Les nouvelles classifications des dispositifs médicaux « limites » et les considérations de la Commission européenne comprennent :
Les dispositifs suivants et leurs fonctions sont considérés comme relevant du domaine des dispositifs médicaux :
- Les crayons hémostatiques à l'alun peuvent être classés dans la catégorie des dispositifs médicaux de classe III.
- Les expanseurs tissulaires mammaires peuvent être classés dans la classe III
- Le Dura guard destiné à être utilisé avec un craniotome peut appartenir à la Classe III.
- La machine de pontage cardiaque peut également être classée dans la catégorie III
- L'azote liquide destiné à la cryoconservation de cellules et de tissus d'origine humaine à des fins médicales relève de la catégorie IIA des dispositifs médicaux.
Si les cas cités ci-dessus sont reconnus comme étant des dispositifs médicaux, il existe d'autres cas rejetés qui ne sont pas considérés comme tels. Il s'agit notamment des cas suivants :
- Produits destinés à atténuer les effets de l'alcool
- Écrans de protection contre les rayonnements
- Le D-mannose pour la prévention des infections urinaires
- Solution d'8-MOP en photochimiothérapie extracorporelle
- Application mobile pour l'évaluation des grains de beauté
Pour obtenir des explications détaillées sur les raisons pour lesquelles ils ne sont pas inclus, vous pouvez consulter ce document ou vous adresser à l'un de nos experts en dispositifs médicaux.
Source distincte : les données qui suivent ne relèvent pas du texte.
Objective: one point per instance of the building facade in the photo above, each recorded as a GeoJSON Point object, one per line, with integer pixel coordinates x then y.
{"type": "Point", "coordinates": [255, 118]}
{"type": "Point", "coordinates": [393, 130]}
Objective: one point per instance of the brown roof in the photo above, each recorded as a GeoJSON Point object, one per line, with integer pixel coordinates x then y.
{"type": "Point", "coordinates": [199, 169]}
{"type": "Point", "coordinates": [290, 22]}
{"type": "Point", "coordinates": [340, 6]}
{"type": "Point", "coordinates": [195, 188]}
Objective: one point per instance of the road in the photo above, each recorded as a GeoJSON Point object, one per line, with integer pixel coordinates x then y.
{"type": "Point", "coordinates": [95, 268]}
Il convient de noter que ce manuel est également utilisé en complément du document MEDDEV 2.1/3, rév. 3, afin de fournir des orientations concernant les produits « à la limite » et d’autres dispositifs médicaux contenant des substances pharmacologiques ou biologiques.
Indépendamment des recommandations formulées dans le manuel récent, certaines classifications de dispositifs devraient évoluer en vertu du règlement de l’UE sur les dispositifs médicaux (MDR) et du règlement sur les dispositifs médicaux de diagnostic in vitro (IVDR), dont l’entrée en vigueur est prévue respectivement d’ici 2020 et 2022. Il convient toutefois de tenir compte d’un autre élément : la Commission européenne dispose du pouvoir, soit à la demande d’ member states , soit de sa propre initiative, de se prononcer sur les spécifications limites en consultation avec le Groupe de coordination des dispositifs médicaux (MDCG) et d’autres autorités compétentes telles que l’Agence européenne des médicaments (EMA), l’Agence européenne des produits chimiques (ECA) et l’Autorité européenne de sécurité des aliments (EFSA), établissant ainsi leur authenticité.
Bien que le manuel énonce clairement les considérations et les classifications relatives aux dispositifs à la limite, s'y retrouver dans les procédures réglementaires prévues par le règlement ( member states ) de l'UE peut s'avérer difficile pour les fabricants de dispositifs médicaux ou les titulaires d'autorisations de mise sur le marché. Il peut être judicieux de faire appel à un partenaire régional spécialisé dans la réglementation des dispositifs médicaux afin de bien comprendre les critères et les objectifs fixés par les autorités. Assurez-vous d'être en conformité.